トリン・T・ミンハの特集上映@イメージフォーラムシネマテークへ行ってきました。
シネマテークは初めて行ったけれど、映像研究所
(専門学校みたいなとこ)の教室での上映なのね。
椅子はいわゆる折りたたみテーブル付きの、授業受けそうなやつ。
立ち見が出るほどの盛況で、人の頭で字幕が見ずらくて・・・それはおいといて。


トリン・T・ミンハはベトナム人のドキュメント映画監督。
『姓はヴェト、名はナム』が有名かな?私もこれしか見ていませんでしたが、
これが結構すごかった。
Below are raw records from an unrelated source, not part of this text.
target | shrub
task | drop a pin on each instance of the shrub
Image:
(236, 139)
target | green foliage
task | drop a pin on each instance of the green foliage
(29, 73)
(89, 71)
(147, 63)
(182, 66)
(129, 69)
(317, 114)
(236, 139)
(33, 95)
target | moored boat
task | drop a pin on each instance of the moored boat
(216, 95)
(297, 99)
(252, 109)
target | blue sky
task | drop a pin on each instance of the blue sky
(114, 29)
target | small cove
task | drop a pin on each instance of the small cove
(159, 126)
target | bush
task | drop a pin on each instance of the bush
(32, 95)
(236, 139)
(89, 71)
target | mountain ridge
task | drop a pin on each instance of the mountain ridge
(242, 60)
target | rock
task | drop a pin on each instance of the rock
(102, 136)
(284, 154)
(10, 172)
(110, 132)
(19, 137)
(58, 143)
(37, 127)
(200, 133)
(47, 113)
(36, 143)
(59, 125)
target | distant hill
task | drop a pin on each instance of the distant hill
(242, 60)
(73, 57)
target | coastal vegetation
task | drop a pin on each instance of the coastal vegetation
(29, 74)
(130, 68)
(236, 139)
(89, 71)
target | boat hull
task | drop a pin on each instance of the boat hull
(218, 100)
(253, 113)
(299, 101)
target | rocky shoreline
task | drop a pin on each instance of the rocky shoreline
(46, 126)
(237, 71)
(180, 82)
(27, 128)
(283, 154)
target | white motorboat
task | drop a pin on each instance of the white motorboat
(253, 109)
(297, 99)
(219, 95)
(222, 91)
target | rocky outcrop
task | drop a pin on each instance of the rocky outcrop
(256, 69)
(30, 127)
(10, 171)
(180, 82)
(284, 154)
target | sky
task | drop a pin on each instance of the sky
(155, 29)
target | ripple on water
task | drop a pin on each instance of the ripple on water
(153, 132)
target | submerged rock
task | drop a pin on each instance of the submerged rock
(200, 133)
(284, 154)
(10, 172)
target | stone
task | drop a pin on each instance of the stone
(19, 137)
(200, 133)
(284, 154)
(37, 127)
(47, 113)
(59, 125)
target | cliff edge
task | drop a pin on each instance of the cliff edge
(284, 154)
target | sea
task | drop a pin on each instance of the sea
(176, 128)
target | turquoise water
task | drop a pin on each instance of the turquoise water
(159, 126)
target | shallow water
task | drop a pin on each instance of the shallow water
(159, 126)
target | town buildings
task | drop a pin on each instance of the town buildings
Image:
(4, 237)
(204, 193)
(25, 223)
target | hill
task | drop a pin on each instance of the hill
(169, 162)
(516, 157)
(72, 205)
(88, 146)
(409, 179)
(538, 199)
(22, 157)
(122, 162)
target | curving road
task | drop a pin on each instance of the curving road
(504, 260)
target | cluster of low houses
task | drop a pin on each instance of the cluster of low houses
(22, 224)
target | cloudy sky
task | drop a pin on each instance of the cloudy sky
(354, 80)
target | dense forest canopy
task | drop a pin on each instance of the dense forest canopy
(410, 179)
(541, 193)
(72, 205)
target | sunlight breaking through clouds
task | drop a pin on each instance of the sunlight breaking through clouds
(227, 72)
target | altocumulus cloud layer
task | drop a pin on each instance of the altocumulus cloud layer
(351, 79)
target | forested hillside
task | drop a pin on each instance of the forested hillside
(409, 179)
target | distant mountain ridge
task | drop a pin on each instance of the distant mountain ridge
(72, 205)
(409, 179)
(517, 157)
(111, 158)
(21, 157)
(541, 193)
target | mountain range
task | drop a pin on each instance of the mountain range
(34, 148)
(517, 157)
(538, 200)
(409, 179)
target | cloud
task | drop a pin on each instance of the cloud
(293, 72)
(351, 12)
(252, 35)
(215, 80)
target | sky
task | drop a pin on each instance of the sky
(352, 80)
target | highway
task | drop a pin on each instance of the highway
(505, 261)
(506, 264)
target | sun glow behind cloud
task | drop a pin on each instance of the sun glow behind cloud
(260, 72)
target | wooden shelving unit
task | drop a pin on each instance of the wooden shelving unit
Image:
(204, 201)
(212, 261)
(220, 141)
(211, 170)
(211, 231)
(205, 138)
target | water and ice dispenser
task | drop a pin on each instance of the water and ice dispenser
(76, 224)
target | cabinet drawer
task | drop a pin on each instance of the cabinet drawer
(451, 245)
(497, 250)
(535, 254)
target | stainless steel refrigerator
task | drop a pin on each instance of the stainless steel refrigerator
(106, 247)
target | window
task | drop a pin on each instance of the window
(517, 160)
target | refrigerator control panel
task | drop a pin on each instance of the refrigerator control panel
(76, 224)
フィクションとノンフィクションの臨界点を見せるような
作品だった。


今日観たのは「ルアッサンブラージュ」と「核心を撃て」の二本。
ドキュメンタリー映像に、私的で率直なモノローグが被る。
なんだかゴダールみたいな映像と音声の分離感もあるし、真逆にミンハの目線を
疑似体験しているようにも感じる。


「ルアッサンブラージュ」は、セネガルの人々の生活を記録した映像、民俗音楽と
共に、ミンハがカメラを回しながら感じている現実を、ぽつりぽつり話す声がする。
『何の映画?』
セネガルの映画よ』
セネガルの、何について?』
繰り返し出てくるこの言葉に、ミンハは明確な答を返さない。
その回答は『リアリティは繊細なのだ』という一言なんだと思う。


「核心を撃て」は、大きな大きな謎の国・中国の思想を追った作品。
東洋思想の大きな根源の一つである儒教と、ソビエト共産主義と、毛沢東
切り開いた社会主義と・・・同居してるのかミックスしてるのか。
何が中国の真実なの?大きな共和国だから、てんでバラバラなの?
近年の上海バブルや産業的な拡大、まるで核心は、大きな張子の竜の中に
閉じ込められているようだ、異邦人の私には。
中国の映画検閲や、毛沢東以前、以後、文化大革命の話。ソ連の影響下の話。
そして天安門事件のこと。
ミンハは色々な人にインタビューしながら、思考をめぐらせてゆく。
とても印象的だったのが、この言葉。
『紅は、ときに新しいイデオロギーで染める必要がある。
紅は褪せやすい色だから、何度も染め直すのです』
中国の『紅』が鮮やかであり続ける為に、新しい思想や、世界を提示する。
それだけだ。
あれこれ言おうと、右でも左でも、雑多な思想のるつぼであってもそれでよい。
明確だし、ちょっとすごい。カルチャーショックを受けました。
この映画は、1991年の映画だ。
今の中国を、ミンハはどう思っているんだろう。すごく知りたい。